— Извините, я не привыкла знакомиться таким образом.
Но и это его не испугало.
— Вот как, — сказал он. — Таким образом. Гм... Неужели бы что-нибудь изменилось, если бы мы познакомились где-нибудь в четырех стенах, а не в этом господнем храме, под небесным куполом и я не сам бы назвал вам себя, а меня назвал бы вам какой-нибудь почтенный плешивый олух, или толстая кретинка-дама.
У неё чуть-чуть дрогнули уголки губ, но она не оставляла своей суровости и опять притворилась читающей в книге то, что произносил её язык:
— Странно. Почему же непременно плешивый олух и толстая кретинка?
Он горячо ответил на это:
— Ну, хорошо, я согласен. Пусть не олух и не кретинка, хотя таких господь, хранителей всяких предрассудков, большинство. Ну, пусть будут достойнейшие люди, первый сорт люди, но разве и тогда что-нибудь изменится?
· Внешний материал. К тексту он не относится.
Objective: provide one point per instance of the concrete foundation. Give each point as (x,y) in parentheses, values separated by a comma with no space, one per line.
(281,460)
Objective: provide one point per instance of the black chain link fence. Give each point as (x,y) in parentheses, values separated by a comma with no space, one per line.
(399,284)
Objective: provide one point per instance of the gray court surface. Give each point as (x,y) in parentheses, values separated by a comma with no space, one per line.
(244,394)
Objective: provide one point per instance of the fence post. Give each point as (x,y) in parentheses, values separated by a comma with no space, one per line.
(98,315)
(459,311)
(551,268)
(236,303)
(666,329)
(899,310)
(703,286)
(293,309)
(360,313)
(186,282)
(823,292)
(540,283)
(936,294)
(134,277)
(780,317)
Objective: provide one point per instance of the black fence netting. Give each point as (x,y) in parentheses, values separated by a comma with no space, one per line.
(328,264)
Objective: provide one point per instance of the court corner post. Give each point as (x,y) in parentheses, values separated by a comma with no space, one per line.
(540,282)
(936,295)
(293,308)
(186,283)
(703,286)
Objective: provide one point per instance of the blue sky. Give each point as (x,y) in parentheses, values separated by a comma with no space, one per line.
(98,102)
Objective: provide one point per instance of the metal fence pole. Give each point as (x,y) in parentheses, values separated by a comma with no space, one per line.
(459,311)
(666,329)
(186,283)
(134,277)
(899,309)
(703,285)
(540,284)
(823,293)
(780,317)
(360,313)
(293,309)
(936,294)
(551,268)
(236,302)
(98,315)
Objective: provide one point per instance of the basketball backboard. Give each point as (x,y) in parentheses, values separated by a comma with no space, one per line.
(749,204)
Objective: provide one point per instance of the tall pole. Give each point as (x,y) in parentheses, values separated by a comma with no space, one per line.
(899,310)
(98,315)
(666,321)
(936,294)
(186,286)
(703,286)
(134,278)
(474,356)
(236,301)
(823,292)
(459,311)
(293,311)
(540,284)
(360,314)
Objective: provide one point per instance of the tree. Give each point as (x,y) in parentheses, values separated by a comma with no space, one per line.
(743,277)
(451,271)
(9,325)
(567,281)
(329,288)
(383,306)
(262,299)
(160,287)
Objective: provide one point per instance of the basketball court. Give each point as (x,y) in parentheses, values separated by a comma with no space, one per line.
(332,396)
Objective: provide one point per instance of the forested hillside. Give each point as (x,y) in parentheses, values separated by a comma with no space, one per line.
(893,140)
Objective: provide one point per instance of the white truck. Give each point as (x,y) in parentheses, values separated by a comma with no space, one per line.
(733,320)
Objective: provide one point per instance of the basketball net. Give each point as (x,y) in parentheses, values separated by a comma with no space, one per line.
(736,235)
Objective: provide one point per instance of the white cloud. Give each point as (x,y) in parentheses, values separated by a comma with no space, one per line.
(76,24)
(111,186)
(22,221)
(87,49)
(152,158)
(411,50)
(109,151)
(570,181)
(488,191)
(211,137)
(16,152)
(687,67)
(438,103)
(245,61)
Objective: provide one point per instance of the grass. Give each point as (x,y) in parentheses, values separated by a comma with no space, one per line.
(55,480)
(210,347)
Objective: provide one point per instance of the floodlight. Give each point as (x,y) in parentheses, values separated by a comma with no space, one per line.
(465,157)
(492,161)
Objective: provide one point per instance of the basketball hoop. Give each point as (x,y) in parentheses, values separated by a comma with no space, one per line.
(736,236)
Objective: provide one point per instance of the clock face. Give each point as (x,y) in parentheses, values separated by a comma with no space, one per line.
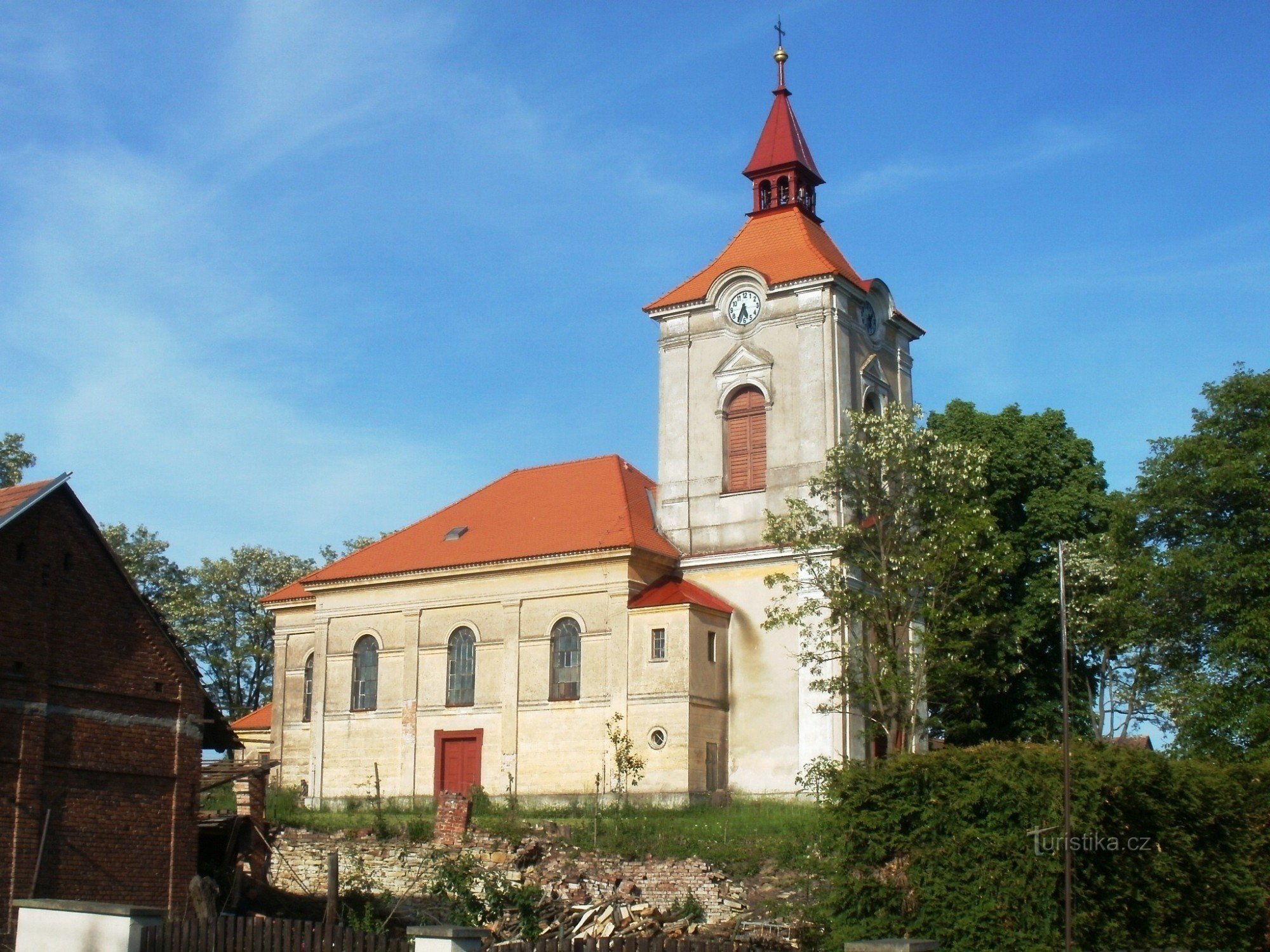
(869,318)
(744,308)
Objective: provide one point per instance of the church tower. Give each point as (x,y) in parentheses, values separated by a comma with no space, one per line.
(761,356)
(764,351)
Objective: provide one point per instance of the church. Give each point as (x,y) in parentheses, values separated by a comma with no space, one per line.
(492,643)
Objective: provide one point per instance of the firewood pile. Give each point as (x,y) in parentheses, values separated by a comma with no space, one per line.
(615,918)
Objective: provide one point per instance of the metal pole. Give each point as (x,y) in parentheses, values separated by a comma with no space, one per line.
(40,854)
(1067,760)
(332,888)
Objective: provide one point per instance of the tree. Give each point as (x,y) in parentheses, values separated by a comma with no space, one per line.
(877,585)
(144,555)
(330,554)
(1000,676)
(15,459)
(628,765)
(1205,511)
(1116,652)
(228,630)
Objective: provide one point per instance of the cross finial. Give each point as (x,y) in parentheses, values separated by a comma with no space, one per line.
(782,56)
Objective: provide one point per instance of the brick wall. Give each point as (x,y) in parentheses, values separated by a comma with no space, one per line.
(100,725)
(454,812)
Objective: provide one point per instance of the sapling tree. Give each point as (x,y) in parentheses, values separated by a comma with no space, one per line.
(895,535)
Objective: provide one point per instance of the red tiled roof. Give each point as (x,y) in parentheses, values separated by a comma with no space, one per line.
(576,507)
(782,142)
(782,246)
(258,720)
(672,591)
(15,497)
(288,593)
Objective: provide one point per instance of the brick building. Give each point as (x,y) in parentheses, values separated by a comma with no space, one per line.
(104,719)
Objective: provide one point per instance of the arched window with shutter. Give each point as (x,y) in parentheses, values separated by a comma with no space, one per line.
(462,668)
(566,661)
(745,421)
(308,711)
(366,673)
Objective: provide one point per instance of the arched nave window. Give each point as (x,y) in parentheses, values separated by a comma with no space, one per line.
(566,661)
(462,668)
(307,713)
(745,437)
(366,673)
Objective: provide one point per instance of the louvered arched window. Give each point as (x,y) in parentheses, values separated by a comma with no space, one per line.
(308,711)
(366,673)
(462,668)
(745,421)
(566,661)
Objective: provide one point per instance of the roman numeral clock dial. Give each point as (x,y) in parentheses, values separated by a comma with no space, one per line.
(744,308)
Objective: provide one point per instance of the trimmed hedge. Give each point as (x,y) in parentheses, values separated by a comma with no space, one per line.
(938,846)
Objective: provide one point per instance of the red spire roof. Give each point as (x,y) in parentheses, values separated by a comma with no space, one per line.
(674,591)
(782,143)
(576,507)
(782,246)
(261,719)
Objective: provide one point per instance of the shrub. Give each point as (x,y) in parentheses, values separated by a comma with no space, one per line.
(947,846)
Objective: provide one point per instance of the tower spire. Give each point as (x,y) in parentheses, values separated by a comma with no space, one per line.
(783,169)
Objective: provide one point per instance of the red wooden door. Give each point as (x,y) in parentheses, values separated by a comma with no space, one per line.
(458,761)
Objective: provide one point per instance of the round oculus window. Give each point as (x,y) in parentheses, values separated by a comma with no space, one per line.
(869,318)
(744,308)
Она опять шевельнула плечами, с неопределённой гримасой поджала губы и потянулась рукой к шляпе.
Тогда он приблизился к ней на шаг и взглянул в книгу, уже как знакомый.
— Что это вы учите? А, Богослужение! И охота вам в такой удивительный час заниматься подобными пустяками.
Молчание. Она поднимается и хочет идти.
— Вы скажете: это не пустяки, а Богослужение, — фамильярно продолжает он за неё. — Но вокруг вас совершается, действительно, настоящее богослужение, а вы не обращаете на него никакого внимания. Взгляните на небо, в котором догорает заря, на траву, которая светится от неё, на эти облака и паруса, которые точно молятся Богу. А то, что вы учите, это риторика, схоластика, догматика...
Он бы, пожалуй, и дальше продолжал эту еретическую характеристику, но она уже была не в силах сдержать улыбку, которая пробивалась у неё сквозь напускную суровость с того самого мгновения, как он упомянул об олухах и кретинках.
— Да, да, довольно уж. Я знаю, что все студенты нигилисты, а вот, если я этой схоластики не выучу, мне влепят на выпускном экзамене кол.
— А, это другое дело, это правда. Мне вот тоже приходится учить много всякой ерунды, чтобы сдать государственный экзамен.
Но она опять как будто испугалась этого товарищеского тона и оглянулась вокруг, не то ища выхода из своего затруднительная положения, не то опасаясь, что могли оказаться какие-нибудь свидетели этой не совсем уместной сцены.
— Странно, — опять сорвалось у неё с языка слово, которое, видимо, выручало её во всех затруднительных случаях. — Не со всеми же вы позволяете себе знакомиться таким образом.
— Нет, не со всеми.
— Ах, так, — обидчиво сказала она и отвернулась.
— А только с теми, кто мне особенно интересен, — пояснил он.
— Как же я вам могу быть интересна, когда вы меня совсем не знаете?!
— Во-первых, интерес возникает не только тогда, когда знают, а, во-вторых, я знаю вас, может быть, больше, чем кто-нибудь другой.
Она выразила на своём лице неподдельное изумление.
— То есть, как?
Тогда он рискнул на отчаянную вещь и рассказал ей, как он её видел менее, чем час тому назад.
Для чего было сделано это признание, он и сам не знал, но едва она поняла его, лицо её загорелось таким стыдом, негодованием и даже злобой против него, что он тотчас же раскаялся в своей болтливости.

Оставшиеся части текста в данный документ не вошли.